JetBlue Airlines plans to shutter its U.S. and Canadian airports after a federal appeals court overturned a decision that found the airline violated antitrust law by charging its airfare rivals too much for flights.
The airline plans to re-enter bankruptcy proceedings and is seeking to reduce the costs of its flights to its core markets, said the airline’s chief executive, Thomas C. McElroy, in a statement Tuesday.
The U.K.-based carrier, which operates its largest domestic hub in Boston, said it is reducing the number of domestic flights and will continue to offer frequent service to its customers.
The company’s new strategy includes consolidating its domestic operations and increasing the number and range of routes, McElroys statement said.
JetBlue, which is based in Arlington, Virginia, has been one of the biggest airlines in the U.R.S., and the company is the largest in the world by revenue.

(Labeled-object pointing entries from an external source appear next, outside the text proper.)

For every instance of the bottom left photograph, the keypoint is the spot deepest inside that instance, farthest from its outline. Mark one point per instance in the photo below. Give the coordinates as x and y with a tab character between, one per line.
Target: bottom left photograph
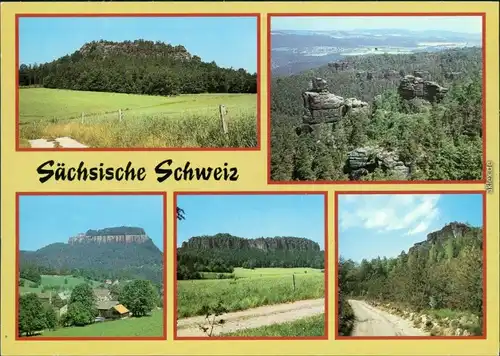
90	265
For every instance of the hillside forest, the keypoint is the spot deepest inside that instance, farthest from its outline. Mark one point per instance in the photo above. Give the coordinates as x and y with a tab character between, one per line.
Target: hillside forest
35	314
442	276
136	67
222	253
435	140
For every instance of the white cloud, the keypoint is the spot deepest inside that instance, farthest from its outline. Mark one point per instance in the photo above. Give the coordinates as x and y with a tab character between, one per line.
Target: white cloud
408	213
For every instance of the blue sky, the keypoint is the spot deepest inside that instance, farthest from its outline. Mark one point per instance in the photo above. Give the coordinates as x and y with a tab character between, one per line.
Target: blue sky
466	24
229	41
384	225
252	216
48	219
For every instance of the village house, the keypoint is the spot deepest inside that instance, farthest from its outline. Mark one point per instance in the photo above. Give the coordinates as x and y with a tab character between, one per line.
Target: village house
112	309
102	294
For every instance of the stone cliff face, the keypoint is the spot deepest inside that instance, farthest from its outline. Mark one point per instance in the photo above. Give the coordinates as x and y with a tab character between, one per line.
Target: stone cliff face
412	87
454	229
226	241
110	235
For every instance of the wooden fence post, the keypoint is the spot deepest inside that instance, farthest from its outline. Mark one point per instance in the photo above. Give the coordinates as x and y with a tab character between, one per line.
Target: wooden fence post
223	112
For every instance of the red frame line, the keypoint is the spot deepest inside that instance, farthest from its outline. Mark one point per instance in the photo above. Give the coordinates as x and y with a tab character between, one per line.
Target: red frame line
381	14
94	338
138	149
355	338
231	338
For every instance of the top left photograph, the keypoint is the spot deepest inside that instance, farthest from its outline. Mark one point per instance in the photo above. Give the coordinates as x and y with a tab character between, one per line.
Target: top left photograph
137	82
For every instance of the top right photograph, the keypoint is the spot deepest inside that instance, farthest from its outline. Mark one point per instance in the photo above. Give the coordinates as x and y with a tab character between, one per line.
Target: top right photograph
376	98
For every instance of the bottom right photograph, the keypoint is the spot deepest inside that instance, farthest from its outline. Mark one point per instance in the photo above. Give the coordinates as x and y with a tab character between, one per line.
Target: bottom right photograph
410	265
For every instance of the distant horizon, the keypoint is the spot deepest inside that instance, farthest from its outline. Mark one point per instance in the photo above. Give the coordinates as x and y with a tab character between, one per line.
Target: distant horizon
252	216
457	24
45	39
383	225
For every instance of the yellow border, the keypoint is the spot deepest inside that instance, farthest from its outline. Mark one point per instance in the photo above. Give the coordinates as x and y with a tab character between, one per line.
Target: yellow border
18	174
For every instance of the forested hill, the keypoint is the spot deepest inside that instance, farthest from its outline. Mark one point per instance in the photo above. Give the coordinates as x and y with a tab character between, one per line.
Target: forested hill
443	272
396	136
113	257
137	67
224	252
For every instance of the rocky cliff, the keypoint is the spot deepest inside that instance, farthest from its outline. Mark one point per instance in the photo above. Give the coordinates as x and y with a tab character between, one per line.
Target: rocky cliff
227	241
452	230
323	108
137	48
123	234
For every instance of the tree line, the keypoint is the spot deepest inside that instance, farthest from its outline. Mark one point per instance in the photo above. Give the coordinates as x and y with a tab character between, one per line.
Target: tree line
446	273
97	261
223	252
136	67
140	297
439	141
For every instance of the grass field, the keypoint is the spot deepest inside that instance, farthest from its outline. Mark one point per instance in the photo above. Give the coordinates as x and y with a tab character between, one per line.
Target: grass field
261	286
145	326
312	326
48	280
148	121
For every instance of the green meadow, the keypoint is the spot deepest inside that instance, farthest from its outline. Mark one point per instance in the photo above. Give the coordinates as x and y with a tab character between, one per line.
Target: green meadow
147	121
250	289
50	281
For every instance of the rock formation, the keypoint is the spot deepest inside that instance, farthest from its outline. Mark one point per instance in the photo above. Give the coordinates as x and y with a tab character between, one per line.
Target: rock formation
412	87
111	235
324	108
391	74
451	230
421	74
364	160
452	75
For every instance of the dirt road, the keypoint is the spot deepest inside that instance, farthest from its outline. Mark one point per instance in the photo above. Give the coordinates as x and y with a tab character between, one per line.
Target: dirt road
253	318
64	142
371	321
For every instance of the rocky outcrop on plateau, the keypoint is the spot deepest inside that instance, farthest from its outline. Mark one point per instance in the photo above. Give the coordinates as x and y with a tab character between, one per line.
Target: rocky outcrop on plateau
364	160
227	241
324	108
412	87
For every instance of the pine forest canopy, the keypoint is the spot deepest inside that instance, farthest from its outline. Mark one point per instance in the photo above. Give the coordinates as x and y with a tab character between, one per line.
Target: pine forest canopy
223	252
433	141
137	67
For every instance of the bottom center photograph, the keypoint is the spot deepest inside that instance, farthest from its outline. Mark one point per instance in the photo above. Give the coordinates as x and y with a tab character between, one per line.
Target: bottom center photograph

“We are confident that our customers will be well served by the reopening of our U.V. flights,” McElRoy said.
“Our customers value the experience of JetBlue and our commitment to quality and reliability has not changed.”
The decision comes as airlines around the world are grappling with a surge in cancellations and a shortage of seats.
Some airlines are moving away from booking frequent fliers to paying more to secure more seats, while others are expanding their flights.
While McEloy said the airlines plan to continue offering flights, he did not say when those would begin.
McElroy said JetBlue will start to charge passengers for airfare if the airline does not receive new passenger demand.
In addition, the airline will also reduce the number or range of airfares that it offers to its main regional hubs in Washington, New York and Los Angeles.
The carrier also will introduce a new, cheaper plan for its business passengers.